Here are some things you should never do around someone who recently lost a loved one.

  • Never forget the pain that the living feel. It doesn’t just go away. Sometimes we feel guilty for living. We also may feel guilty for eating. Anyone who knows me, knows why.
  • Never try to “top” someone's grief. All grief is hard and everyone has their own process to go through.
  • If you are naturally insensitive, just walk away.
  • Don’t hover. Wait patiently to the side. You will know when they need you.
  • Never tell the grieving daughter that she looks just like her mom, especially after you just saw the deceased.
  • Never grope the daughter at the visitation or funeral. Yes it happened, there was an audience. We actually laugh at that one. My behind will never be the same.
  • It doesn’t matter how long the loved one has been gone, we will miss them forever.
  • Never ask how the deceased is doing. That does make me laugh a little because if it is someone who knows better, there is a tiny bit of satisfaction in seeing them try to get out of that predicament.
There, do I feel better? No not really.

Over the past two-ish months, there seems to be a lot that has been piling up on my plate; sort of cluttering my thoughts. I realized today that I usually vent or just discuss everything with my husband and my mom. My husband helps more than he will ever know, but there is just something about a mom. I haven’t been able to unload all of these things, decisions and concerns that are weighing me down. Wait a minute, not only do I have a boulder that I am dragging around, it appears that I have a lead weight that I am trying to carry too. That’s just dandy, now I have one more thing to figure out how to let go of. 

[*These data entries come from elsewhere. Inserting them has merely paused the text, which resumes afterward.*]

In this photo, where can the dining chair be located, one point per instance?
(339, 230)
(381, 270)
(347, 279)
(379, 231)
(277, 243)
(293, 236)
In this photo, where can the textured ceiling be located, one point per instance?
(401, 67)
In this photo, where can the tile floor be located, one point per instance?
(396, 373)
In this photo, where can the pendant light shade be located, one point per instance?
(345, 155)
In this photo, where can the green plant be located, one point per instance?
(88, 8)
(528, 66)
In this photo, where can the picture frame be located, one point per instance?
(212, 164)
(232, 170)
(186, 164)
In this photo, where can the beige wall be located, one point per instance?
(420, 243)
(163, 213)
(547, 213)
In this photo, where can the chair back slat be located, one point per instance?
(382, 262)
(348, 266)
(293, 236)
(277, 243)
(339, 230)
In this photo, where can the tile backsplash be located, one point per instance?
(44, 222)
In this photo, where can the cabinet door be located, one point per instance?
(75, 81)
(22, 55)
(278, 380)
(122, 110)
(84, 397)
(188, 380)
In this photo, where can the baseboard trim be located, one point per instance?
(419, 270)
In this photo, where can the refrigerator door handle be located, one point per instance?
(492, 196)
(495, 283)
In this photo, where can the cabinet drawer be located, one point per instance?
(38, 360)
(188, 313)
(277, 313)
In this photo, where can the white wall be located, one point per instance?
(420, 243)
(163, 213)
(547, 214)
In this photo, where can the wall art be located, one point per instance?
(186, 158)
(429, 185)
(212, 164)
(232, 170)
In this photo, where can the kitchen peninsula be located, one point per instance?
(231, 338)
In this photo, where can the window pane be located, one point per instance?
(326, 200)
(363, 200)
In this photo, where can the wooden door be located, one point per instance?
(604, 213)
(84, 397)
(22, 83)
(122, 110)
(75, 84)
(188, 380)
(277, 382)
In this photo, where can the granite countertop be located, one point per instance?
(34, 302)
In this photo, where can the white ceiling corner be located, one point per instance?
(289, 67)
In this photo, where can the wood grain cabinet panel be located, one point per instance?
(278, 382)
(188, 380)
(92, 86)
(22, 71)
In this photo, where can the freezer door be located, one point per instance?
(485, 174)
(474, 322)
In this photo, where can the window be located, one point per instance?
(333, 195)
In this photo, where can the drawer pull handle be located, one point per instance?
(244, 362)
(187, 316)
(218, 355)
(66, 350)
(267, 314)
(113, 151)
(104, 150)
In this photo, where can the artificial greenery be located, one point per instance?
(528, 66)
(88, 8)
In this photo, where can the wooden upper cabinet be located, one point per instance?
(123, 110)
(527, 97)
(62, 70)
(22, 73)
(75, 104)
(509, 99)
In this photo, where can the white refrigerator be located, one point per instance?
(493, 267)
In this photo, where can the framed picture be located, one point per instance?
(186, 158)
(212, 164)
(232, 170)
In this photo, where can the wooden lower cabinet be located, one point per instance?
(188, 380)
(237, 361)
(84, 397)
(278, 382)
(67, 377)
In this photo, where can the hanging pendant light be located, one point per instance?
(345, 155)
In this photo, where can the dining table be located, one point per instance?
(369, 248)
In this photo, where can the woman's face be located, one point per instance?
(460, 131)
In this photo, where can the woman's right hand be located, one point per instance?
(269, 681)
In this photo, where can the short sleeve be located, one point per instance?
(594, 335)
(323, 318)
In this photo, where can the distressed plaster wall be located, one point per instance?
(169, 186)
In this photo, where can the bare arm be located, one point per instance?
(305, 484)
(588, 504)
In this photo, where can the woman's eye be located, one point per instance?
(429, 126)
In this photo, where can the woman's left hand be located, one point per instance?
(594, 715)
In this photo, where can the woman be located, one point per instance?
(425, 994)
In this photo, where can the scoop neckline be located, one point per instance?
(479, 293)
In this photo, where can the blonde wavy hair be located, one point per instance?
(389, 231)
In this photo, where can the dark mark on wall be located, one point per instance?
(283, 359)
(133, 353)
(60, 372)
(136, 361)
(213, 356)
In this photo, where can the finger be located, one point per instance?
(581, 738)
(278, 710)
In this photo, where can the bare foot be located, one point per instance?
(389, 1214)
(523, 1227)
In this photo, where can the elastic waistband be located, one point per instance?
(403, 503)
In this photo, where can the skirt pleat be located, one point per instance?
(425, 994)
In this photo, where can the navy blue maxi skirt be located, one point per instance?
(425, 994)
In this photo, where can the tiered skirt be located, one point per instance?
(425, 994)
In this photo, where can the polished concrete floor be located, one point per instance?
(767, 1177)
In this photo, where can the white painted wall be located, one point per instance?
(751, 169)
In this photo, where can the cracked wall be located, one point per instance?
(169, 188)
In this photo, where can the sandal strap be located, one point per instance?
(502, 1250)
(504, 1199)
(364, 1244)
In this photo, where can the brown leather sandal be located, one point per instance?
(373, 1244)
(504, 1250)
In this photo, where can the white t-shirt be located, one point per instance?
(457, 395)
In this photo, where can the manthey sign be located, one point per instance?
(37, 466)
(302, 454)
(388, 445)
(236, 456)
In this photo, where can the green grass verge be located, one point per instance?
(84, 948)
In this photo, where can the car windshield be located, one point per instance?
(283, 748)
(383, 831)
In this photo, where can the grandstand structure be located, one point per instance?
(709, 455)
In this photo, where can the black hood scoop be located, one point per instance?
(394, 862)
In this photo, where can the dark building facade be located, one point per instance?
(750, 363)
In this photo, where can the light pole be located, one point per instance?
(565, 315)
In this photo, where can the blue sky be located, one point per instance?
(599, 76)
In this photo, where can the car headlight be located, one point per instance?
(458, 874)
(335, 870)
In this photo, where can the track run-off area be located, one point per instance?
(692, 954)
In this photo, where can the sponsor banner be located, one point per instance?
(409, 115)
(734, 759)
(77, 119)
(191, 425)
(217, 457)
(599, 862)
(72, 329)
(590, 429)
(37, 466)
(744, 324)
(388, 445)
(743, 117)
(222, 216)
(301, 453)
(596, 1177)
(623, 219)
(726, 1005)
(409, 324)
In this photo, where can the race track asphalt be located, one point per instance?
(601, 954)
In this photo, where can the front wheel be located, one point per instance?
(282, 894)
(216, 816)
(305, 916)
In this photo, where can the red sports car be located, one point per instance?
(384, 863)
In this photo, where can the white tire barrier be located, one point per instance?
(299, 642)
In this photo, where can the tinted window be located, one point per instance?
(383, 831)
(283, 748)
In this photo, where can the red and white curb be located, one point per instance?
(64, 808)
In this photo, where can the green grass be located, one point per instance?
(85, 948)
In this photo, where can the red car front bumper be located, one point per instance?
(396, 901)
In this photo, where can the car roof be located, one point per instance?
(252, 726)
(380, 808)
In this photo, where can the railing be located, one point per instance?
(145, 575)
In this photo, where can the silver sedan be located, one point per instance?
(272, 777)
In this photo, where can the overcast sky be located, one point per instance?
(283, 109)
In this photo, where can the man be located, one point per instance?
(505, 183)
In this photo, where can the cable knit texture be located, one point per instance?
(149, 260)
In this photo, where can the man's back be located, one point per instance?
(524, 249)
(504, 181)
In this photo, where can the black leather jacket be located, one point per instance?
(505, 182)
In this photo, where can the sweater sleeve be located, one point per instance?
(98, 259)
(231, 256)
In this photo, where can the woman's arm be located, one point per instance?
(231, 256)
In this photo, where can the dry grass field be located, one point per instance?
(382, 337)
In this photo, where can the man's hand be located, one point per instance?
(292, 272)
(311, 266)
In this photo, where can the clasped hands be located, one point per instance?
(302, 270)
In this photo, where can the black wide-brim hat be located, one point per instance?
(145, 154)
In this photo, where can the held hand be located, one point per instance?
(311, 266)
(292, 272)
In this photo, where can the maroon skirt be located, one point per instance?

If you are not or were never close to your mom, or maybe your dad, then I might seem more than a little strange. Well, my mom was my center pole. I have been made fun of and even criticized in the past for my relationship with her. I never cared. My mom was and is my best friend. To not have her is at times unbearable. 

I have some big decisions to make really soon. I don’t know what to do. I have lost my number one sounding board. Oh sure, my husband and I will make them, I just miss having my mom tell me whether we were doing the right thing.

No, I don’t feel better today. I feel defeated. Tomorrow will be different…..I hope.

http://www.firstgiving.com/fundraiser/evamckinney/KeeptheMemoryAlive

1 comment:

  1. Carol honey...I am just now learning about links that take me to blogs. Don't know why they chose to name these things blogs. This is the third try to type this lol. But..your words moved me to tears. I'm so sorry your Mom (BFF) is gone. I wish I could make it better. But people are strange...especially with death and funerals. They sometimes gawk or say the wrong things cause they just dont know what to do when there is such a tragic loss like your Family has had I'm going to try to remember your advice too. I may not be able to figure this blog thingy out, but I'll donate to your website. Just copied it and now I'm hoping I can past it lol.